Australian Defence Force personnel are working with Blue Mountains City Council and the Rural Fire Service to clear dangerous trees in the Upper Mountains following the bushfires.
A small Australian Defence Force unit joined council officers in the Mount York area on January 9 to lend a hand. After two days of work they moved on to Bell. Planning is also underway for them to visit Mount Wilson and Mount Tomah.
Blue Mountains mayor Mark Greenhill said assistance from the ADF, as well as the NSW RFS, since bushfires struck the Upper Blue Mountains just before Christmas, means council was making good progress on clearing dangerous trees.
"Council has completed around 800 tree assessments on public land, and this process is about 80 per cent complete," said the mayor. "Officers have checked trees along 27km of bushfire affected road.
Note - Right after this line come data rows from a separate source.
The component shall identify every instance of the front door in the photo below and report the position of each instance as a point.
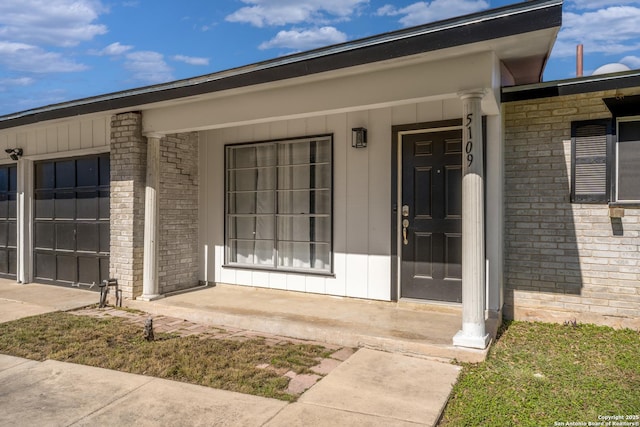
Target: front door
(431, 215)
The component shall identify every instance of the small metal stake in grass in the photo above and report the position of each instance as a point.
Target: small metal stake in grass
(148, 329)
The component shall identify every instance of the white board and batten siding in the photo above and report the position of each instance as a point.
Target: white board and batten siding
(64, 139)
(361, 198)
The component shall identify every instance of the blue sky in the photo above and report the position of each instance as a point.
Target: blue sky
(58, 50)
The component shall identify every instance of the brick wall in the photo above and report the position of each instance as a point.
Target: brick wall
(178, 198)
(563, 260)
(128, 169)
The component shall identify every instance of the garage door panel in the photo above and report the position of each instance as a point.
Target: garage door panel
(45, 266)
(88, 270)
(104, 268)
(88, 237)
(66, 268)
(87, 205)
(105, 238)
(65, 236)
(72, 220)
(65, 174)
(87, 172)
(4, 231)
(45, 179)
(4, 205)
(44, 205)
(65, 205)
(104, 205)
(44, 235)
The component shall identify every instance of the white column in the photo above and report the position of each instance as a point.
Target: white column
(495, 217)
(473, 332)
(150, 288)
(24, 218)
"We are also undertaking rudimentary erosion control given heavier rain is predicted towards the end of the week, and the ADF are also assisting with that.
"These partnerships, with the ADF and primarily with the RFS, mean we are in a good position but there is still a lot of work to do."
Grose Valley bushfires affected areas in Blackheath, Mount Victoria, Bell, Mount Wilson, Mount Irvine, Mount Tomah and Berambing on Saturday, December 21.
"Council staff have also worked tirelessly to support the NSW Rural Fire Service (RFS) in a range of ways since bush fires first threatened our City in December," said the mayor.
"Council has had emergency service and communications staff stationed at the Emergency Operations Centre in Katoomba. We have provided traffic management for numerous road closures, delivered water carriers, met extra waste needs and helped run the RFS community meetings last week.
"Although the fire threat is still not over, we are now moving into recovery with our affected community and so we will assist our community during that process, however long it takes."